Pois acontece que por mais importante que tenha sido Mr. Seigenthaler, ao que parece sua biografia não é muito consultada. Pelo menos por alguém que tenha se dado conta do acréscimo indevido. Resultado: a calúnia permaneceu no ar por meses até que em setembro passado Victor Johnson deparou-se com ela e alertou seu amigo John. Que não somente entrou em contato com Jimmi Wales em outubro solicitando (e sendo atendido) que o artigo fosse corrigido como também, usando sua influência como ex-editor editorial do jornal, publicou no USA Today um artigo “soltando os cachorros” em cima da Wikipedia. Diz ele, no final do artigo (disponível em
< http://www.usatoday.com/news/opinion/editorials/2005-11-29-wikipedia-edit_x.htm >):
“Quando eu era criança minha mãe me deu uma lição sobre os perigos da maledicência me mostrando um travesseiro recheado com penas e dizendo: ‘se eu rasgar esse travesseiro as penas se espalharão aos quatro ventos e jamais alguém conseguirá recolocá-las novamente no travesseiro. O mesmo ocorre quando calúnias são espalhadas sobre pessoas’. Para mim, aquele travesseiro é uma metáfora da Wikipedia”. Um conceito como este endossado por alguém com o conceito de John, além de abalar a credibilidade da Wikipedia atraiu a atenção da imprensa e gerou um bocado de bochincho.
O que irritou especialmente John foram duas conseqüências do fato. A primeira é que a biografia com os acréscimos de Chase foi republicada (embora posteriormente corrigida à seu pedido) nos respeitabilíssimos sítios Reference.com e Answers.com (justificando o velho ditado que afirma que “na Internet nada se cria, tudo se copia”). A segunda foi o fato de Jimmy Wales, o fundador e responsável pela Wikipedia, admitir que não tinha a menor possibilidade de descobrir quem havia perpetrado a alteração.
Mas então como se descobriu o autor?
Bem, esta é uma história cheia de ironias. Pois ocorre que a Wikipedia também tem seus opositores.

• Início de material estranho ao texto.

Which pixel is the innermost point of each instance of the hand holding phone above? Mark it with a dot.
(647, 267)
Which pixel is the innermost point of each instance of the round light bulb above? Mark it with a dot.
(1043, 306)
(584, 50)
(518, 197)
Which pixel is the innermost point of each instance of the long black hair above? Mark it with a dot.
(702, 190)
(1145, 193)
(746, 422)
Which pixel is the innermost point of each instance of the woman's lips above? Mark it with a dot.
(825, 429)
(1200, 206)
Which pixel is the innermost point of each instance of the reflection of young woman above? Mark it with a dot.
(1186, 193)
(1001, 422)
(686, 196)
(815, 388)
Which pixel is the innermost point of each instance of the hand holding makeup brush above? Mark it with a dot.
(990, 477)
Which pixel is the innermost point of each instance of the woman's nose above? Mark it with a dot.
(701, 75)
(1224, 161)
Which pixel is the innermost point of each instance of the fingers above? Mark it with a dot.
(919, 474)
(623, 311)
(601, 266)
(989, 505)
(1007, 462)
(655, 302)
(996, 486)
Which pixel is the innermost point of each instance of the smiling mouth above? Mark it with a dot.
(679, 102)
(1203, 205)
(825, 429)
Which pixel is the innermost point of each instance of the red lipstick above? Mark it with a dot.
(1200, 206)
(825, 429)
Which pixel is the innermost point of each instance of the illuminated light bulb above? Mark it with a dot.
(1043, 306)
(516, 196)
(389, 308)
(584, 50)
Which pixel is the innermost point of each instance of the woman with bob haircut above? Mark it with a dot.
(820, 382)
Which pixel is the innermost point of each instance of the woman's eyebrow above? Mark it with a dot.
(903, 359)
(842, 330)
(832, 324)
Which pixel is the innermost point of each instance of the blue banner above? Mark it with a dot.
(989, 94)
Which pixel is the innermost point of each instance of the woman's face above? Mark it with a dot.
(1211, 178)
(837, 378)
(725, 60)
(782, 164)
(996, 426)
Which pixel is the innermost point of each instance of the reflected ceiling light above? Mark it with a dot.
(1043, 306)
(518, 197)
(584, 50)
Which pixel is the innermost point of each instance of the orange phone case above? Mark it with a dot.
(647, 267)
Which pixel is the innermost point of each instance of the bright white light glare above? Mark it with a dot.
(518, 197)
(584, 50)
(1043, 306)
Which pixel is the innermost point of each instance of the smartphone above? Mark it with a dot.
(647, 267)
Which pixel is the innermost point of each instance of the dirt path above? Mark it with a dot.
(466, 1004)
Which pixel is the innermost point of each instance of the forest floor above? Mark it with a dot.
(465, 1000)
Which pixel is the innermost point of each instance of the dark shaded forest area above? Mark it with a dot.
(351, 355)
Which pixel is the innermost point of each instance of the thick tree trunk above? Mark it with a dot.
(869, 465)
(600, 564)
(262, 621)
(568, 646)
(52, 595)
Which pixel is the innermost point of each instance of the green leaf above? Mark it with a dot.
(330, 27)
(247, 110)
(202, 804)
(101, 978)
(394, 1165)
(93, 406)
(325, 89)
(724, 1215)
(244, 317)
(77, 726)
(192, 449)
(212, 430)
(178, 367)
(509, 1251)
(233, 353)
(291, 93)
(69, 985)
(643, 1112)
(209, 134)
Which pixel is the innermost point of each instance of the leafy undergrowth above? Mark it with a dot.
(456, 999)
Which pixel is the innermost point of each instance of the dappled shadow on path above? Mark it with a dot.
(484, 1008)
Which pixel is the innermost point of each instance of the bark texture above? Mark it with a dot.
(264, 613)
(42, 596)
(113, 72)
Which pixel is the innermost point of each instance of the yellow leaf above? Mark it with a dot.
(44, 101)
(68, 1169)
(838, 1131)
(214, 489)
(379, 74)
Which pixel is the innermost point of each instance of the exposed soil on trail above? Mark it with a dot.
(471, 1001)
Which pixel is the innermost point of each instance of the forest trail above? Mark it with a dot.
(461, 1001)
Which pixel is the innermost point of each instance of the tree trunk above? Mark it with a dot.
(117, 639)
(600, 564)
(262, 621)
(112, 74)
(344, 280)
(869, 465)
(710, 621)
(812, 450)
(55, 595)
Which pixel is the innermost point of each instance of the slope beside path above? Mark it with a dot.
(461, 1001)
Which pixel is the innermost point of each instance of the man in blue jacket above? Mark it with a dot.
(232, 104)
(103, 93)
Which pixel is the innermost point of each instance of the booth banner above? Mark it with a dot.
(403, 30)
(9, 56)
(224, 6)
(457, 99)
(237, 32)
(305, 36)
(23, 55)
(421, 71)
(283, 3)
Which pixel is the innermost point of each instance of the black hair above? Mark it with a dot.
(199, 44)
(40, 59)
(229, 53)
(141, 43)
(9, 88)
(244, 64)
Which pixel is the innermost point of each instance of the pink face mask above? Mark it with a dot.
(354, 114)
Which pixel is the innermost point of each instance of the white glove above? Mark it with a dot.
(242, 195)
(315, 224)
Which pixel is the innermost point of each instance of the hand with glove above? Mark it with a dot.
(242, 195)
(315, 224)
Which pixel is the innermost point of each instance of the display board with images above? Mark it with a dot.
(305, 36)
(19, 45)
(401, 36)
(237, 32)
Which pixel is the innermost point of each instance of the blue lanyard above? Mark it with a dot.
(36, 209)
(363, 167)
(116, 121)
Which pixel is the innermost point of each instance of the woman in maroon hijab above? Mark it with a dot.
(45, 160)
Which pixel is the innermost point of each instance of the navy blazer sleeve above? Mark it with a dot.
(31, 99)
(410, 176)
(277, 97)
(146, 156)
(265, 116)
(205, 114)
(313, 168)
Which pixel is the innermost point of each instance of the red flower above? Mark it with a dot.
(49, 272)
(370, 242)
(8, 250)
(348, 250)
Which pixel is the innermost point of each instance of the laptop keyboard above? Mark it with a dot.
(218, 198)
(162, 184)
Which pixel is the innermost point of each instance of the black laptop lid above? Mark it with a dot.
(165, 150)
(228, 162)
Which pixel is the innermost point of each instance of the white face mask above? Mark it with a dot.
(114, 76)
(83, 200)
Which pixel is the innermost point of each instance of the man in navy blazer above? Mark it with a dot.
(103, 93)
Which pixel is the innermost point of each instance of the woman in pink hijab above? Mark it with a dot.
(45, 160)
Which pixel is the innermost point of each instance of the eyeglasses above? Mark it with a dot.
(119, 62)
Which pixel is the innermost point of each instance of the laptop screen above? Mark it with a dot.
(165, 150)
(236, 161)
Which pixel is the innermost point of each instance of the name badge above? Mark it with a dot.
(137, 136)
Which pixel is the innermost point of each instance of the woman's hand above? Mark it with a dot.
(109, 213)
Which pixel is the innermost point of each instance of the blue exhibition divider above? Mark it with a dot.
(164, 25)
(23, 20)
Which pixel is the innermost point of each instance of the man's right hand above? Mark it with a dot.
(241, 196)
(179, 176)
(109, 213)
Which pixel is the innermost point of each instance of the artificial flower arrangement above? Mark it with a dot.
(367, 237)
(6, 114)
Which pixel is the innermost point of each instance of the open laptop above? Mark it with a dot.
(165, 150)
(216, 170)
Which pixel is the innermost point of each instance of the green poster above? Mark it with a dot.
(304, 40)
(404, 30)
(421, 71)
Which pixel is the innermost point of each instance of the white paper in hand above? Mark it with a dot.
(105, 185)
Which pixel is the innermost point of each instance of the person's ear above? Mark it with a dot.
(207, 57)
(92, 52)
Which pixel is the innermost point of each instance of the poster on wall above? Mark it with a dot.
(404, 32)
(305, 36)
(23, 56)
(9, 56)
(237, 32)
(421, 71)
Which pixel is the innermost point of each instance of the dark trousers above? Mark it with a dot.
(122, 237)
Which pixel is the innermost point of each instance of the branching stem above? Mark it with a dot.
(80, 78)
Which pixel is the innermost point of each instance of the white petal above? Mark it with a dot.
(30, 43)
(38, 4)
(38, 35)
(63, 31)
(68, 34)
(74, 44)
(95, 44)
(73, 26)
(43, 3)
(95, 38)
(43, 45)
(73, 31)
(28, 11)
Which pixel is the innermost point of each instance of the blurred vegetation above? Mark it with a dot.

Um deles, Daniel Brandt, um ativista em defesa da privacidade, chega a manter no ar um sítio de “vigilância” sobre a enciclopédia, o “Wikipedia Watch”, em < www.wikipedia-watch.org/ >. Pois bem: o responsável pela façanha foi justamente Mr. Brandt, que de posse apenas da data, horário e endereço IP de onde foi feita a postagem, conseguiu chegar apenas até um firewall de provedor de Internet. Mas descobriu que aquele endereço IP correspondia ao de um servidor, o que indicava que provavelmente estava instalado em uma pequena empresa (grandes empresas mantêm seus servidores separados e protegidos da rede externa). Entrou diretamente com o endereço em seu navegador e foi saudado por um “Welcome to Rush Delivery”. Desconfiou que se tratava de uma empresa de Nashville, descobriu que havia, sim, uma com este nome, enviou a ela uma mensagem qualquer solicitando uma informação e a resposta veio com o mesmo endereço IP que havia feito a postagem. Quando ele e alguns jornalistas começaram a procurar a empresa para confirmar se a alteração tinha partido dela, Brian Chase se assustou e procurou John Seigenthaler para se desculpar, informando que tudo não passara de uma brincadeira sem o menor intuito de caluniá-lo ou manchar sua reputação.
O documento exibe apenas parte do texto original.